Francis and I went out on the balcony. He calmed down a little more. He was still really upset though. I could hear it in his voice, it was shaky. So... I keep getting more pissed off. I gave my dad some time to calm down, and then I go confront him. He doesn't like being told he's wrong. He just starts yelling and cursing at me, telling me I'm no good, making everything my fault. So finally, after yelling at him too for a while, I got overwelmed by his insults and started crying. I slammed the bed room door on his, ran into the kitchen, punched a wall really hard. I actually broke the skin in two places and my hand still hurts. When I calmed down some, I went out and talk to Francis.

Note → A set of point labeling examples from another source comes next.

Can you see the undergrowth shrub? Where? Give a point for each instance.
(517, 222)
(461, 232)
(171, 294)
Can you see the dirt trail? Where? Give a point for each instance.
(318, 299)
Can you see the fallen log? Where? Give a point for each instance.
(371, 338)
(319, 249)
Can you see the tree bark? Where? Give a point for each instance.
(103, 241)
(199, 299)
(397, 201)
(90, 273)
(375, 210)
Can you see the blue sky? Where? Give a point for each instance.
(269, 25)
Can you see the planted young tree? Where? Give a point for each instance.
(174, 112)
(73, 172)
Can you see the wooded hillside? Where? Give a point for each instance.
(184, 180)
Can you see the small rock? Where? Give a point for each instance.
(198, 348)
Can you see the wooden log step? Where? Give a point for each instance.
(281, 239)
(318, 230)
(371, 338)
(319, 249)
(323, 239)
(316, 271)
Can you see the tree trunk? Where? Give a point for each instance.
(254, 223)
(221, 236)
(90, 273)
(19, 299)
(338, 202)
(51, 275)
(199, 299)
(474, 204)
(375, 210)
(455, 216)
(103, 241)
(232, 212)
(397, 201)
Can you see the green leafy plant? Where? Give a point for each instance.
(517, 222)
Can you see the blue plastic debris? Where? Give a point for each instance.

We called the police. They came and talked to Francis and I, and then they talked to my dad. He wasn't happy, but I hope this makes him realise he can't treat people like this. Francis is going to give him the option of going to anger management or he's going to press charges. Then if he does have to press charges he's going to say he'll drop it if dad goes to anger management. I think dad needs it. I tired of being treated like shit by him. I'm use to it, but I'm tired of it.
I talked to my cousin too about all the family drama. Apparently my mom has lied a lot and left a lot of information out. He said to just do what he does... love her because she's your mom, but stay out of her business. That's what he does with his parents. So, that's what I'm going to do. I'll get a lot with her, love her, and respect her because she's my mom, but I'm going to ask her to leave me out of that stuff because everyone gives me a different story and I don't want to be involved.

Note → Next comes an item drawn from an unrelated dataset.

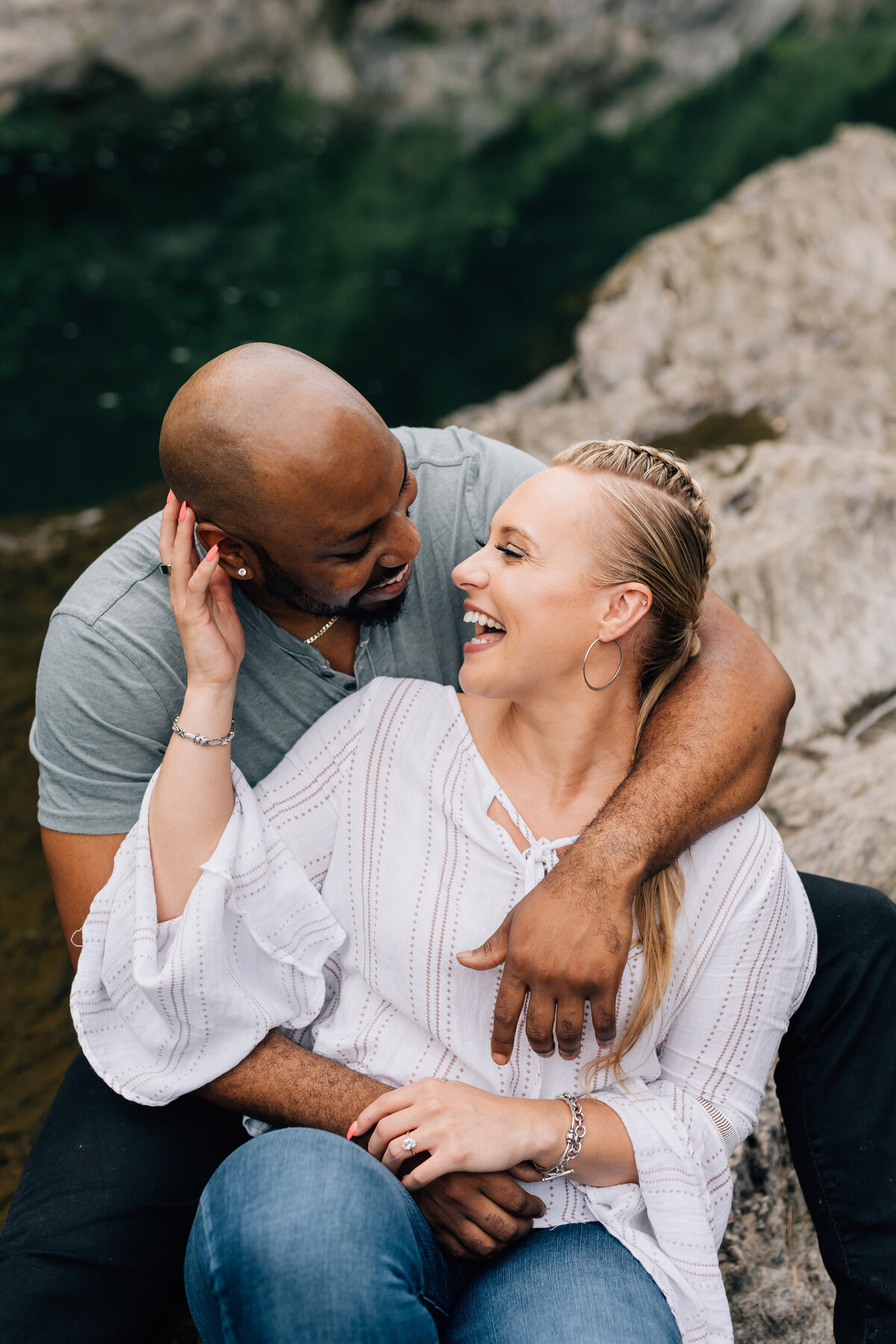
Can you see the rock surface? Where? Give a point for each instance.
(759, 342)
(473, 63)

So, that's my life right now. I'm going to be seeing a therapist twice a week. She's a new therapist. I saw her today, and she seems pretty nice. I like her.
I'm doing everything I can right now to be strong. I need to be strong. I know who I can depend on now and when to talk to people. I'm so sad though. About everything. I don't want to eat, it's hard to sleep, and my whole body is sore because I'm so stressed out.
Hopefully things will get better soon, but for now I'm trying to be strong.